|Bauer, Philip - Phil|
Submitted to: Arkansas Agricultural Experiment Station Special Reports
Publication Type: Experiment Station
Publication Acceptance Date: 5/20/1995
Publication Date: N/A
Citation: Interpretive Summary: An increasing number of cotton farmers are using conservation tillage instead of conventional tillage to produce their crop. Changing tillage systems can affect the way the plants develop and may impact the physical properties of the harvested cotton fiber. We conducted this research to determine the effect of tillage on fiber properties. We found that the length of the fibers, the ability of the fibers to resist breaking, and the amount they would stretch before breaking were not substantially influenced by tillage systems. Micronaire (a measure of fiber fineness) was lower for cotton grown with conservation tillage only in treatments that had a relatively thick surface mulch, and then only when the plants experienced water deficit stress while the cotton bolls were developing. Our results indicate that the quality of the cotton purchased by the cotton processing industry will not be significantly altered with the producers changing to conservation tillage systems.

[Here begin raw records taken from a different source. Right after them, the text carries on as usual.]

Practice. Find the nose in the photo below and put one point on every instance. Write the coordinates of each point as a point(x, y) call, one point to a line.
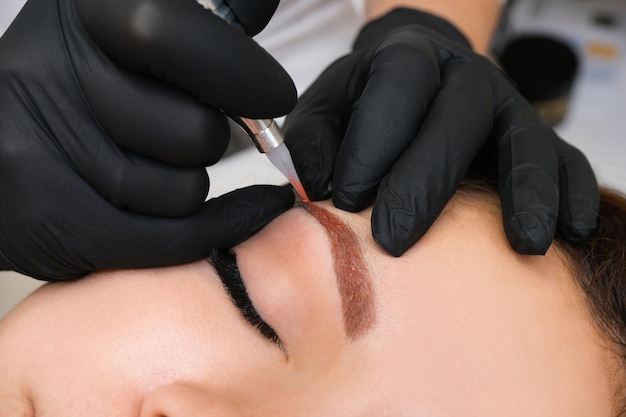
point(183, 400)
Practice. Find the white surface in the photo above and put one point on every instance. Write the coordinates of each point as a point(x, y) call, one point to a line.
point(596, 123)
point(306, 35)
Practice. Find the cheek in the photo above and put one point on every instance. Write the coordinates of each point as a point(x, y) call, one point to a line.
point(155, 332)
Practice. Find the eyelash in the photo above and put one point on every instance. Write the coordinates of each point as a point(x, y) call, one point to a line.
point(225, 264)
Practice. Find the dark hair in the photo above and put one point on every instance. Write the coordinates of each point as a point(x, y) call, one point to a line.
point(598, 264)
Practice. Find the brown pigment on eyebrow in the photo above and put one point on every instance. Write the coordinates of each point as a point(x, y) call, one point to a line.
point(353, 280)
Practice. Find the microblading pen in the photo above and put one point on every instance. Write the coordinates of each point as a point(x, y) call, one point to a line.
point(265, 133)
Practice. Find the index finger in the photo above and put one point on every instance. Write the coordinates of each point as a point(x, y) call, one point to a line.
point(180, 42)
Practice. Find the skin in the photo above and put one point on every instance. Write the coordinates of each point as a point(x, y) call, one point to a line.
point(463, 326)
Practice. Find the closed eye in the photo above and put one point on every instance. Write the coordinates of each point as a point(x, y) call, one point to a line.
point(225, 264)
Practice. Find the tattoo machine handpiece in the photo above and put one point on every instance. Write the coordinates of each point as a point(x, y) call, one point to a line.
point(265, 133)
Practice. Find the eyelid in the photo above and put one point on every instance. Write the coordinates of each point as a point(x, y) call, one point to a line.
point(225, 264)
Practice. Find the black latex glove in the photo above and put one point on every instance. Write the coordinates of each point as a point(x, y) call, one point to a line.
point(104, 135)
point(400, 119)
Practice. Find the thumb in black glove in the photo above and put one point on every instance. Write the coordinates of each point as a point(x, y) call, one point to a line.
point(114, 105)
point(399, 121)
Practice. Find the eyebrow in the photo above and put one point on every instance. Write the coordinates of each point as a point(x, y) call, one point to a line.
point(353, 278)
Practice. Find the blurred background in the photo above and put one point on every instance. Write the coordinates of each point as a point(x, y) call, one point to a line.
point(566, 56)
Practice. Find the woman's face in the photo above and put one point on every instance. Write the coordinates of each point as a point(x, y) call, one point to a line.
point(459, 325)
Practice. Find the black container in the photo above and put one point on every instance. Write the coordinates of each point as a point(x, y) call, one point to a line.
point(544, 69)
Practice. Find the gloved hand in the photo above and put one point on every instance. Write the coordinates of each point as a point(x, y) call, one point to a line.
point(108, 115)
point(400, 119)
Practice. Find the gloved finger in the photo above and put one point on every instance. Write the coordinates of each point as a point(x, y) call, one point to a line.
point(386, 118)
point(314, 129)
point(132, 182)
point(220, 223)
point(128, 240)
point(419, 186)
point(149, 117)
point(528, 177)
point(180, 42)
point(149, 187)
point(579, 197)
point(253, 15)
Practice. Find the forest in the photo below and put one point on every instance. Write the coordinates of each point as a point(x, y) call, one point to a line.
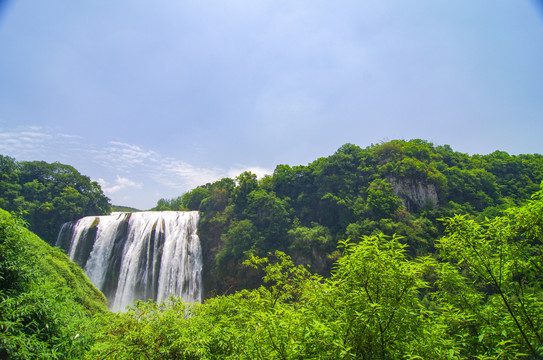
point(402, 249)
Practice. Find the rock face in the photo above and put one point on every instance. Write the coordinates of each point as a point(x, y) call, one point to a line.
point(415, 193)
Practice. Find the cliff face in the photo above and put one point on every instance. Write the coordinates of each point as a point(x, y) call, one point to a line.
point(415, 193)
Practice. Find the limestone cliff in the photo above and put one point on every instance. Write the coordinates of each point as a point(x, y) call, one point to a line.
point(414, 193)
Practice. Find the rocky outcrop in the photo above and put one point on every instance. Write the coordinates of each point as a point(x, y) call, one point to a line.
point(415, 193)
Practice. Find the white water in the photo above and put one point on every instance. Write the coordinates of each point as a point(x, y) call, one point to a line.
point(144, 255)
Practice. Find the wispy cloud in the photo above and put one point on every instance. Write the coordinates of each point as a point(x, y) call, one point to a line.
point(124, 171)
point(120, 184)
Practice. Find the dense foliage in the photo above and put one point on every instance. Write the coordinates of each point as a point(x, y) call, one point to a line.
point(396, 187)
point(479, 297)
point(46, 300)
point(48, 195)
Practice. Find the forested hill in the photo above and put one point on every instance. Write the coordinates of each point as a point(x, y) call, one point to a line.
point(48, 195)
point(396, 187)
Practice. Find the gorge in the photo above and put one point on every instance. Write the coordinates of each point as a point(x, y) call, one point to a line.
point(138, 256)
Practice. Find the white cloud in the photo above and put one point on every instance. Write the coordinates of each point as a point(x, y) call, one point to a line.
point(120, 184)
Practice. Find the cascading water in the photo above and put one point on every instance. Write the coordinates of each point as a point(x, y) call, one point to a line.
point(142, 255)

Technical Abstract: Relatively little information is available on how conservation tillage impacts cotton (Gossypium hirsutum L.) fiber properties. The objective of this research was to determine the effect of conservation tillage and surface residues on cotton fiber properties. Fiber properties were determined on cotton grown with conservation and conventional tillage techniques following different winter cover crops in 1991, 1992, and 1994. Cover crops were rye (Cereale secale L.) and fallow in 1991 and 1992, and rye, fallow, and crimson clover (Trifolium incarnatum L.) in 1994. In a separate experiment in 1993, fiber properties of conservation tillage cotton grown following wheat (Triticum aestivum L.), flax (Linum usitatissum), and fallow were determined under irrigated and rainfed conditions. Tillage systems and surface residue cover did not affect fiber length or elongation. Cotton grown with conservation tillage had slightly higher strength than cotton grown with conventional tillage only in 1994. When water deficit stress occurred in these studies, conservation tillage systems that had ample surface residues had lower micronaire. These results indicate that tillage systems do not have a large effect on cotton fiber properties.